Наследник посмотрел в конец книги – осталась шестьдесят одна страница. «Странно», подумал Александр и вдруг вспомнил цыганку, гадавшую ему. «Сперва разгадай, что хочет твой отец», – загадала она тогда. Перед глазами его стояло лицо отца, в последние месяцы с трудом скрывающее огромное душевное беспокойство. Скорее всего, его мучил еще и этот вопрос: почему так мало осталось страниц нашей династии?

«Я приведу мой народ к благоденствию и славе». Из окна был виден в сине-белом мундире город, подвластный теперь его воле, лежащий пред ним ниц…

Александр Николаевич с чувством умиления и скорби тихо закрыл книгу.

XLV

«Я приведу мой народ к благоденствию и славе», – еще раз прочитал Николай и закрыл книгу. Губы его пересохли, а пальцы дрожали. Он необычайно ярко видел всю эту сцену, и она казалась ему неразрывно связанной с тем, что всю жизнь видел его отец. «А ведь она всегда была тут, ее надо было просто захотеть увидеть. И вместо этого я пялил глаза на мир, который пуст, пуст, пуст! Я понимаю, о, я теперь прекрасно понимаю, что видел отец. Он видел куда больше и куда лучше меня, потому что застал еще тот мир, который мне только что показался, почудился, представился…Отчего это? От мистического постижения мира, который никуда не ушел, а остался в этих вещах, в нашем позвоночнике, мозжечке? Пожалуй, в этом архиве он присутствует в более чистом виде. Это чистый спирт времени. Поднеси к нему спичку, и он так вспыхнет, что своим огнем очистит весь нынешний мир. Что же я, дурак, не читал это, не смотрел это, когда мир был у моих ног, когда я еще был полон сил, когда еще мог держать все? !»
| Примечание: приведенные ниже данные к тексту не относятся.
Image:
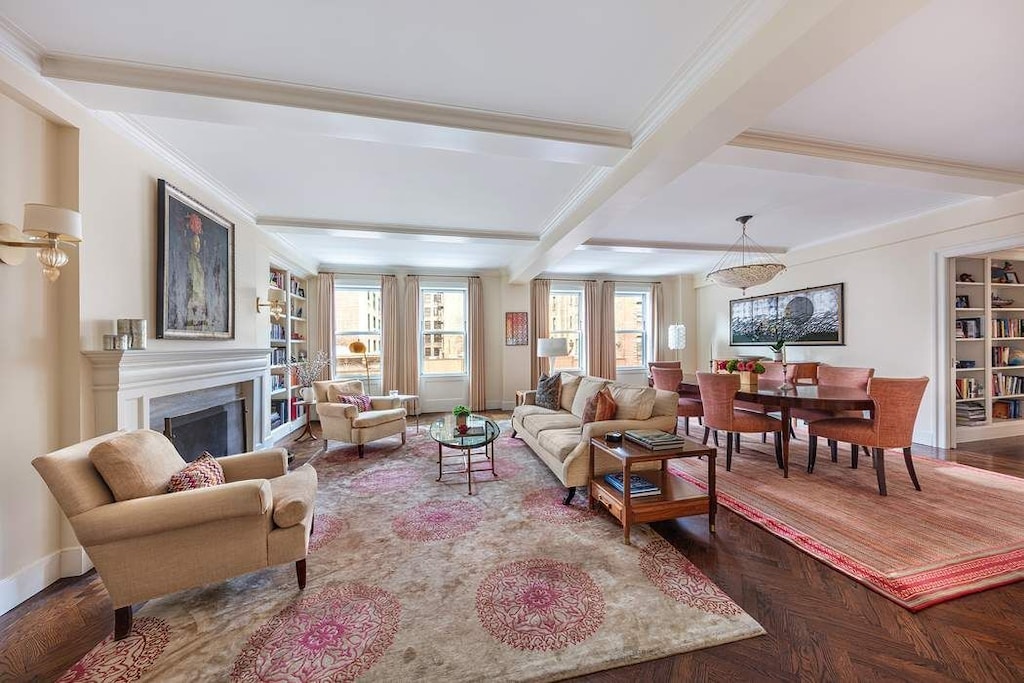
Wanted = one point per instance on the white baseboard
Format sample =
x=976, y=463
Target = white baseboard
x=20, y=586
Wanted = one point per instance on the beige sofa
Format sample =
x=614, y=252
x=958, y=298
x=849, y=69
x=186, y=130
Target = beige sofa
x=562, y=442
x=343, y=422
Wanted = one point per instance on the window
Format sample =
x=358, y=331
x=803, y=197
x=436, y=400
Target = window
x=565, y=309
x=632, y=321
x=444, y=345
x=357, y=317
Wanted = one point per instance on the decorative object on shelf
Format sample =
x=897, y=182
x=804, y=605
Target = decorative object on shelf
x=810, y=316
x=461, y=413
x=195, y=268
x=306, y=371
x=44, y=228
x=741, y=267
x=360, y=348
x=135, y=329
x=516, y=331
x=275, y=306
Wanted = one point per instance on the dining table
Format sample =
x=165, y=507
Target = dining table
x=774, y=397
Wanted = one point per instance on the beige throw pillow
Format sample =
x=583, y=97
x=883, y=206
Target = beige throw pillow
x=136, y=464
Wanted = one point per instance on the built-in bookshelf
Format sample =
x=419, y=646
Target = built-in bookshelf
x=289, y=339
x=987, y=342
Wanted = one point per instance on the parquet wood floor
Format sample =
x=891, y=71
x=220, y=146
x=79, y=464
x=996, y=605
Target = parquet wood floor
x=821, y=626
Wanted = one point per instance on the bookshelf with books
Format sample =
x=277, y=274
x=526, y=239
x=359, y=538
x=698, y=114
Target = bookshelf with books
x=987, y=342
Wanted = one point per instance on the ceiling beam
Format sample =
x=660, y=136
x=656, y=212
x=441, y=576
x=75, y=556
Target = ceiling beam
x=800, y=43
x=808, y=155
x=224, y=86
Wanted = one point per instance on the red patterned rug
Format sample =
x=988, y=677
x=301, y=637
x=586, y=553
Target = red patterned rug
x=962, y=534
x=412, y=580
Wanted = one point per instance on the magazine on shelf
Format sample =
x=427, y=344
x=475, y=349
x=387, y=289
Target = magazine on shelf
x=638, y=484
x=654, y=439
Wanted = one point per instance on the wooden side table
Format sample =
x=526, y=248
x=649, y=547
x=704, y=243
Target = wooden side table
x=678, y=498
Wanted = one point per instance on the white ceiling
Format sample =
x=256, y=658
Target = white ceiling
x=589, y=175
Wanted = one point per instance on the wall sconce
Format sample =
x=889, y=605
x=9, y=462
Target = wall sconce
x=275, y=306
x=45, y=227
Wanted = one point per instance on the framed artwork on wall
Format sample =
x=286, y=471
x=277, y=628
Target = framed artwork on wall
x=195, y=268
x=812, y=316
x=516, y=330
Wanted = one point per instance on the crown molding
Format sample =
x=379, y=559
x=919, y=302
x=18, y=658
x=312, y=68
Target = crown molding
x=144, y=137
x=226, y=86
x=19, y=46
x=284, y=224
x=812, y=146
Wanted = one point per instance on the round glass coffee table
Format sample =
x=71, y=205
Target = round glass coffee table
x=478, y=441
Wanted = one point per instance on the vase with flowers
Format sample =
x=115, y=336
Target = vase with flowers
x=306, y=371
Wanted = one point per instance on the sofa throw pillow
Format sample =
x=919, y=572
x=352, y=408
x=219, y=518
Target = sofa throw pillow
x=599, y=408
x=361, y=401
x=549, y=392
x=200, y=473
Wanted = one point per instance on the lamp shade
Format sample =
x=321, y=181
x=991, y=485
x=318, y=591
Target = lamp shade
x=551, y=347
x=677, y=336
x=41, y=220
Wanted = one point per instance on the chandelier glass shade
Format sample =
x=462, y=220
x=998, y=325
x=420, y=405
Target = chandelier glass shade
x=745, y=263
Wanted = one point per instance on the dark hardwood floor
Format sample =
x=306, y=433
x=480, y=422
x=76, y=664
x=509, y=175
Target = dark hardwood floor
x=821, y=626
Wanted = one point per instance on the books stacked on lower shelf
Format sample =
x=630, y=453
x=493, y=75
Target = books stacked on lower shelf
x=970, y=414
x=655, y=439
x=638, y=484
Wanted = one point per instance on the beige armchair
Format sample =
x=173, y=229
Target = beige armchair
x=343, y=422
x=145, y=543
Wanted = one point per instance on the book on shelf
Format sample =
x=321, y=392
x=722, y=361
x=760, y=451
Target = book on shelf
x=654, y=439
x=638, y=484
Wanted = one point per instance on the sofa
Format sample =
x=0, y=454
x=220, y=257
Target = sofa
x=562, y=441
x=343, y=422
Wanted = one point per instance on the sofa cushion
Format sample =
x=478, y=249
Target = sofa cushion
x=589, y=386
x=633, y=402
x=559, y=442
x=569, y=385
x=549, y=391
x=374, y=418
x=600, y=408
x=200, y=473
x=136, y=464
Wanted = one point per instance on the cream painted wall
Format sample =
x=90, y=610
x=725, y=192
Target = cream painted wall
x=895, y=304
x=30, y=521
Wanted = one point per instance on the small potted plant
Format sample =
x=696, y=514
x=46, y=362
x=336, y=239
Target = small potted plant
x=460, y=413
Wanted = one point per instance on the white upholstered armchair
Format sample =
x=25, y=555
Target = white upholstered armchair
x=344, y=422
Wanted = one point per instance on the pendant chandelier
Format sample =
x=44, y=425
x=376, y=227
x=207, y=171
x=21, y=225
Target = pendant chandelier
x=745, y=263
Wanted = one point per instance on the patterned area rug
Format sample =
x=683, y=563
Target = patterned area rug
x=412, y=580
x=962, y=534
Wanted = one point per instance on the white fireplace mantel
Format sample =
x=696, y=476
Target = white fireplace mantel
x=125, y=382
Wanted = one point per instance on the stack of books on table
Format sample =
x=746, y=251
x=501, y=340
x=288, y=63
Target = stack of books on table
x=655, y=439
x=638, y=484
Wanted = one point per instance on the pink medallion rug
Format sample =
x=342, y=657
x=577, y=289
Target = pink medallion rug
x=412, y=580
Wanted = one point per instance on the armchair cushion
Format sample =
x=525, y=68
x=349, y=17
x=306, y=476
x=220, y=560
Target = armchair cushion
x=202, y=472
x=294, y=495
x=136, y=464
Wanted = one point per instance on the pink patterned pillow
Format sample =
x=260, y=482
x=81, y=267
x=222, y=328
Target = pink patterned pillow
x=202, y=472
x=359, y=400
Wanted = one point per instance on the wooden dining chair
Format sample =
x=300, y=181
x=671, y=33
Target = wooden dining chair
x=718, y=394
x=669, y=379
x=855, y=378
x=891, y=426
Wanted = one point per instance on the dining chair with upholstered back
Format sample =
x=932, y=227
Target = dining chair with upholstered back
x=718, y=394
x=891, y=426
x=669, y=379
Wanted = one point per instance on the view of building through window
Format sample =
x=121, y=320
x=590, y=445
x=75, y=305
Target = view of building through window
x=565, y=309
x=357, y=317
x=443, y=332
x=631, y=330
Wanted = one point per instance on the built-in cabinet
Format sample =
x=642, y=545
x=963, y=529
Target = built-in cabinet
x=289, y=341
x=987, y=343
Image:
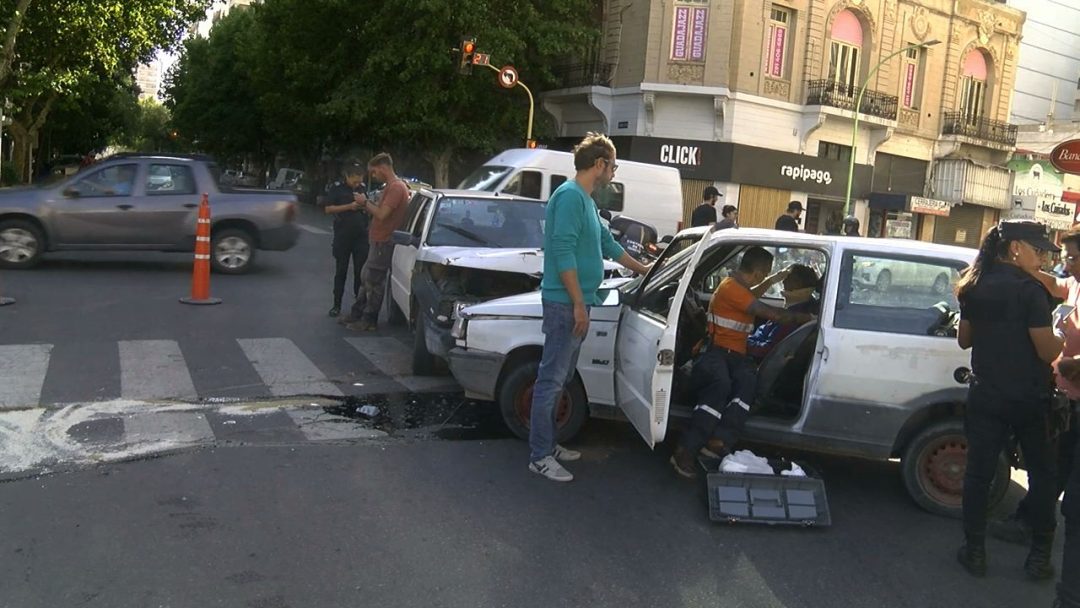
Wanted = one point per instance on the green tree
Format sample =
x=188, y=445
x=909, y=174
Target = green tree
x=63, y=44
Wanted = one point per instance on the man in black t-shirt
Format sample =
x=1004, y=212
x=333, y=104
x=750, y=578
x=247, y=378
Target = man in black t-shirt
x=790, y=220
x=350, y=232
x=705, y=214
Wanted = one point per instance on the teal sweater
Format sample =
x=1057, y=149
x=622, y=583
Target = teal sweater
x=575, y=240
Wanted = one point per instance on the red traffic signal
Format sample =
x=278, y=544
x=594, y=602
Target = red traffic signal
x=468, y=49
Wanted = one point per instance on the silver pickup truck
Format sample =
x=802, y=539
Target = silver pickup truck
x=134, y=202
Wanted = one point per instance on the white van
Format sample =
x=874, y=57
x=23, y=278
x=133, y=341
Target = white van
x=647, y=192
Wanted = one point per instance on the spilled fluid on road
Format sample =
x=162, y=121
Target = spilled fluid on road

Николай направил коляску на кухню. Долго смотрел в окно. Почему меня из всех самодержцев забрал именно Николай Палкин? Что в нем такого? Потому что он стронул Россию с мертвой точки и она пошла под уклон? Может быть. До него ее в гору тащили на горбу, толкали под зад, волокли за уздцы, а он на самой горе не удержал. В стране рабов, стране господ царское дело – воистину сизифов труд. А с другой стороны, без царя в голове зачем царь в Кремле?

На первом этаже, где когда-то был детский сад, располагалась элитная гостиница без вывески, куда два-три раза в месяц, рано утром или уже ночью, привозили министров, депутатов Госдумы, в сопровождении эскорта машин с мигалками и сиренами. С почетными гостями толклись местные власти, народные артисты, олимпийские чемпионы, иногда сам губернатор или мэр. Помогали выйти из машин, подняться по ступенькам. Квартал оцепляли, во всех переулочках, сквериках, за будками, иногда по подъездам жались группки из двух-трех человек в камуфляже или штатском. Сколько же их, защитничков!

Чем больше Николай замыкался в своей комнате, в своей боли, в собственных мыслях, тем мельче казались ему все эти людишки, суетящиеся во дворе, тем с большей высоты, казалось ему, он озирает жизнь, которую прожил, похоже, до конца.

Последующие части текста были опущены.